In This Guide
Overview
Article 30 of GDPR requires controllers and processors to maintain Records of Processing Activities (RoPA). The RoPA is foundational to GDPR compliance - you cannot comply with transparency, data subject rights, or security requirements without understanding what personal data you process.
Article 30 Requirements
Controller Records Must Include:
- Name and contact details of controller (and DPO if applicable)
- Purposes of the processing
- Categories of data subjects
- Categories of personal data
- Categories of recipients
- Transfers to third countries and safeguards
- Envisaged retention periods
- General description of security measures
Processor Records Must Include:
- Name and contact details of processor and controller
- Categories of processing carried out
- Transfers to third countries and safeguards
- General description of security measures
Data Mapping Process
Step 1: Identify Processing Activities
Start by identifying all processing activities by:
- Business function (HR, Marketing, Sales, Finance)
- System or application
- Data type
Step 2: Gather Information
For each processing activity, document:
- What personal data is collected?
- Who are the data subjects?
- Why is it processed (purpose)?
- What is the legal basis?
- Where does the data flow (internal, external, international)?

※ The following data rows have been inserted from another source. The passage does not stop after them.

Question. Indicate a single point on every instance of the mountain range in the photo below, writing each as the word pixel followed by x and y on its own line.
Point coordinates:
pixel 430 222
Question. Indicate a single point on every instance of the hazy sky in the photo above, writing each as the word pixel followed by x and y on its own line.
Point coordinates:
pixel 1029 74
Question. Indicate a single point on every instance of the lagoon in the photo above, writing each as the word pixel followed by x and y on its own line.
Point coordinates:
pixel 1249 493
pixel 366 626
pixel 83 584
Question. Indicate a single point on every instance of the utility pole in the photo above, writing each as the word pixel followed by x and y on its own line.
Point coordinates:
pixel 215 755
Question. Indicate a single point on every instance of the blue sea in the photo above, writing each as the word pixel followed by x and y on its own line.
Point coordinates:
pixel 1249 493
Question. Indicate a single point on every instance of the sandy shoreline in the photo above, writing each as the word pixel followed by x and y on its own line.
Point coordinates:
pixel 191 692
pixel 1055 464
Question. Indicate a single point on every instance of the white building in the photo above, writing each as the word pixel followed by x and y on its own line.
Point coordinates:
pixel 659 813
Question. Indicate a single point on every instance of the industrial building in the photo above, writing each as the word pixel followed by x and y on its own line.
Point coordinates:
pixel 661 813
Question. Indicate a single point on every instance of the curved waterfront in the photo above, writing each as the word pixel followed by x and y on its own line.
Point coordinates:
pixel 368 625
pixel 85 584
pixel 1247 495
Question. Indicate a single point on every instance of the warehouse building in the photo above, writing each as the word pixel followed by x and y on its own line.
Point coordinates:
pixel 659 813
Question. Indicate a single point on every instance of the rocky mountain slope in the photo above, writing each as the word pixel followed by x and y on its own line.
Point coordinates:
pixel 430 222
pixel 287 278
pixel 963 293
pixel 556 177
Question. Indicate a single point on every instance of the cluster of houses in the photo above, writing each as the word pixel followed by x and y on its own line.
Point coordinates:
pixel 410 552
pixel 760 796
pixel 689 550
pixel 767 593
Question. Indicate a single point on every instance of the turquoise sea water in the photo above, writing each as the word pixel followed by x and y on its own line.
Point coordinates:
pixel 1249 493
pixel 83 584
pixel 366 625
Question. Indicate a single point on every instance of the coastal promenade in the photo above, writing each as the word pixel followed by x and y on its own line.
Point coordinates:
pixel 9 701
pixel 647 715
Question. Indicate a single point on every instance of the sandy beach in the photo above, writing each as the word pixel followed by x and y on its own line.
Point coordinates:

- How long is it retained?
- How is it protected?
Step 3: Create Data Flow Diagrams
Visual maps showing:
- Data collection points
- Processing locations
- Storage locations
- Sharing with third parties
- International transfers
Building Your RoPA
RoPA Structure
| Field | Example Content |
|---|---|
| Processing Activity Name | Employee Payroll Processing |
| Controller Details | Acme Ltd, DPO: [email protected] |
| Purpose | Payment of salaries and statutory reporting |
| Legal Basis | Contract (employment), Legal obligation (tax) |
| Data Subjects | Employees |
| Data Categories | Name, address, bank details, salary, tax code |
| Recipients | Payroll provider, HMRC, pension provider |
| International Transfers | None / Yes - to [country] via SCCs |
| Retention Period | 7 years after employment ends |
| Security Measures | Encryption, access controls, audit logging |
Maintaining RoPA
Triggers for Update
- New processing activity introduced
- Change to existing processing
- New system implemented
- New third-party relationship
- Change in retention periods
- Organizational changes
Review Cadence
- Quarterly: Confirm no undocumented changes
- Annually: Full review and update
- Ad-hoc: When triggered by changes
Evidence for Auditors
Auditors and regulators expect:
- Complete RoPA covering all processing
- Evidence of regular review
- Version control and change history
- Ownership assigned
- Alignment with privacy notices
- Alignment with DPAs
Pro Tip
RoPA is not a one-time project. Embed RoPA updates into your change management, procurement, and project processes to keep it current without periodic catch-up exercises.